Kegawatdaruratan gigi adalah suatu keadaan dimana terdapat trauma terhadap mulut yang melibatkan gigi yang tercabut, rahang yang bergeser dan trauma wajah atau fraktur. Sebagai tambahan adalah perlukaan soft tissue seperti bibir, gusi, atau pipi. Perlukaan pada mulut sering menimbulkan sakit yang cukup hebat dan harus dirawat oleh dokter gigi sesegera mungkin. Latar Belakang
Kegawatdaruratan ini menyangkut rasa sakit, perdarahan, infeksi dan estetika dimana ada keadaan-keadan tertentu yang irreversible bila tidak ditangani dengan cepat.
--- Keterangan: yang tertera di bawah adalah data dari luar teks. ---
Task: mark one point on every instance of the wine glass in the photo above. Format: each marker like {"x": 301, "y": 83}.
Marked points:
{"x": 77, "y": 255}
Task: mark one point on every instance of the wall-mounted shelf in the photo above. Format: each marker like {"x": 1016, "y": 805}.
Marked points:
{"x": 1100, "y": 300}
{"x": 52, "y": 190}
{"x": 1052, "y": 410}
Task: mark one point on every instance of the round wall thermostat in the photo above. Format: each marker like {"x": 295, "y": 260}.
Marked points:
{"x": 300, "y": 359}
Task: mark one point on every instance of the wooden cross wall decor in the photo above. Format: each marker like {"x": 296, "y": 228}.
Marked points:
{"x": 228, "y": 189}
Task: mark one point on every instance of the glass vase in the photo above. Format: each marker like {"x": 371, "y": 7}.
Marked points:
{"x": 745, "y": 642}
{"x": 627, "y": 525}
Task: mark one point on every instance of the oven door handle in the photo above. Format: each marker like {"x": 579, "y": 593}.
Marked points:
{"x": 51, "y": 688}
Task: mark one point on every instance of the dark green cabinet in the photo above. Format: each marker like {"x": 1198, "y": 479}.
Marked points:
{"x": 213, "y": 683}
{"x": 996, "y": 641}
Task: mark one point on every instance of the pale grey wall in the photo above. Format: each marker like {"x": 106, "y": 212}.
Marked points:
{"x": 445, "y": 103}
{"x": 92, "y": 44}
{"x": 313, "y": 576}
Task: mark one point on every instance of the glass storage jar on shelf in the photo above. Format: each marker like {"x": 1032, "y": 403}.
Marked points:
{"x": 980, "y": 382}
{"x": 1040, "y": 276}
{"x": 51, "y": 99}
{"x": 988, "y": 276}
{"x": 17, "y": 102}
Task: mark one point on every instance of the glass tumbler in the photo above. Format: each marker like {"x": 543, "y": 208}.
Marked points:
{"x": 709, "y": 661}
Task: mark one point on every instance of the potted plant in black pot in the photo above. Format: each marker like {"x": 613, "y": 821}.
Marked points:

Batasan Masalah
Pada makalah ini hanya dibahas mengenai sakit gigi, perdarahan, komplikasi operasi, gigi yang patah, gigi yang tercabut, trauma pada wajah,
Bab II Pembahasan A. Sakit gigi
Nyeri pulpa adalah nyeri yang spontan, kuat, sering berdenyut dan dipicu oleh suhu, dan masih terasa beberapa saat setelah penyebabnya dihilangkan. Lokalisasinya pada tempat yang buruk dan nyeri cenderung menjalar ke telinga, pelipis, atau pipi. Nyeri ini dapat hilang spontan, namun pasien tetap harus diarahkan untuk menemui dokter gigi, karena dapat terjadi nekrosis pulpa dan dapat terjadi periodontitis apikalis akut (abses gigi). Perawatan endodontik (perawatan saluran akar) atau pencabutan gigi mungkin dibutuhkan.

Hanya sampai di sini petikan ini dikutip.